Federal Communications Commission is doing the same thing for fees for internet companies charge.
And the Department of Agriculture is taking steps today to promote competition in the meat and poultry markets, which the Secretary of Agriculture was explaining to me over a year and a half ago. And that is, they're basically—you know, you heard me say it before, there are basically four—[inaudible]—there are four major meat processing companies and—processing chickens as well.
There are middlemen who buy the livestock from the ranchers and then sell the meat to the grocery stores. And because four of them control 80 percent of the market, they control the price. So they make more, and their ranches and consumers get less. The rancher gets less for his product, and the consumer gets less for what they're buying.
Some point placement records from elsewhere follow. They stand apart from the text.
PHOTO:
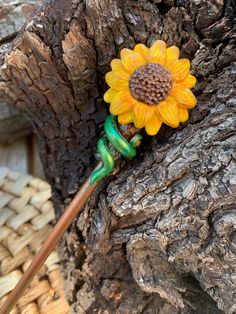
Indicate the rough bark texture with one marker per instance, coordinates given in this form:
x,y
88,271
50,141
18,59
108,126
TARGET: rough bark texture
x,y
160,237
13,15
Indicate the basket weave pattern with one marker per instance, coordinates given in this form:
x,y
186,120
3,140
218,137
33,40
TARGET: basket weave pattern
x,y
25,216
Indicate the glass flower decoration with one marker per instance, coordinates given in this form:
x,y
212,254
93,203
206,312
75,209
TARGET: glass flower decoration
x,y
150,86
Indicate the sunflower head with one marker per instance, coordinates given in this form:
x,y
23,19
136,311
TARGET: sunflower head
x,y
150,86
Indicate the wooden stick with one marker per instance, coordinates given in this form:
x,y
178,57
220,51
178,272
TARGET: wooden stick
x,y
63,223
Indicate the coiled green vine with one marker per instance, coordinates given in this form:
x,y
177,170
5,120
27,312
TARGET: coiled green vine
x,y
115,138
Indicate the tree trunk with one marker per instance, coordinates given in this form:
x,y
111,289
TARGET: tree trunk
x,y
160,236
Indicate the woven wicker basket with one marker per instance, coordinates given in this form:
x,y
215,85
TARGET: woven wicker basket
x,y
25,216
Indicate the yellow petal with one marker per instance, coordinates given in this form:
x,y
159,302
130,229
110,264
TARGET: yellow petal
x,y
122,102
169,111
180,69
131,60
153,125
172,55
118,80
183,95
189,81
142,114
109,95
117,65
142,50
183,114
157,52
126,118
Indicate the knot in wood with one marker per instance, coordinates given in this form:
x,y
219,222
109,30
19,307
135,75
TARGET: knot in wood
x,y
150,83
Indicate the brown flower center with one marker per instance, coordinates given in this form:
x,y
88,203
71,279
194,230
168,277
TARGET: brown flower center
x,y
150,83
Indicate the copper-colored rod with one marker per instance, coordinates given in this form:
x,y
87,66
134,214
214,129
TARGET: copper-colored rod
x,y
63,223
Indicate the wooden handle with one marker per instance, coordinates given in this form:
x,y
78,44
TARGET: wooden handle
x,y
62,225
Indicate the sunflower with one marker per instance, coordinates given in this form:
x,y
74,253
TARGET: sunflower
x,y
150,86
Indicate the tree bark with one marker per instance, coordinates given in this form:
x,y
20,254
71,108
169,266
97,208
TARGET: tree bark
x,y
159,237
13,15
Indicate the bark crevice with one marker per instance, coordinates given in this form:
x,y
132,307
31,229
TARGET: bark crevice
x,y
161,234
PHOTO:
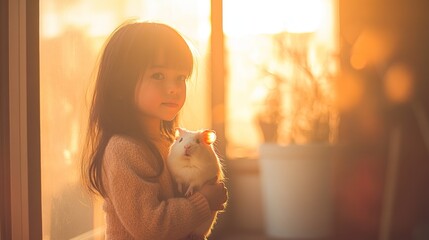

Several months ago, I directed the administration to take action on this issue. And today, we're following through on that commitment by providing grants to small meat processors so they can compete with the big four and ultimately help provide competition to lower the cost at grocery stores. And I'm expecting this Council to build on this momentum and deliver more concrete results by the next time we meet.
I've said it before—it's—before: Capitalism without competition isn't capitalism; it's exploitation. Capitalism without competition is not capitalism, it's exploitation. And we're building an economy that works for everyone. That's what we're about at this table.
And thank everyone here for the work you've done on these issues, and I look forward to the progress for our next meeting report. And now let's get down to business. I'm going to turn it over to Brian so you can start the meeting and keep us going. Thank you all very much.
Q. Are you concerned about——
Q. How serious is the threat of Russia using a nuclear weapon?
[Several reporters began asking questions at once.]
Q. Mr. President, Mr. President—what do you think——
Q. How serious is the threat of Russia using a nuclear weapon in Ukraine?
NOTE: The President spoke at 4:30 p.m. in the State Dining Room at the White House. In his remarks, he referred to President Vladimir Vladimirovich Putin of Russia; and National Economic Council Director Brian C. Deese.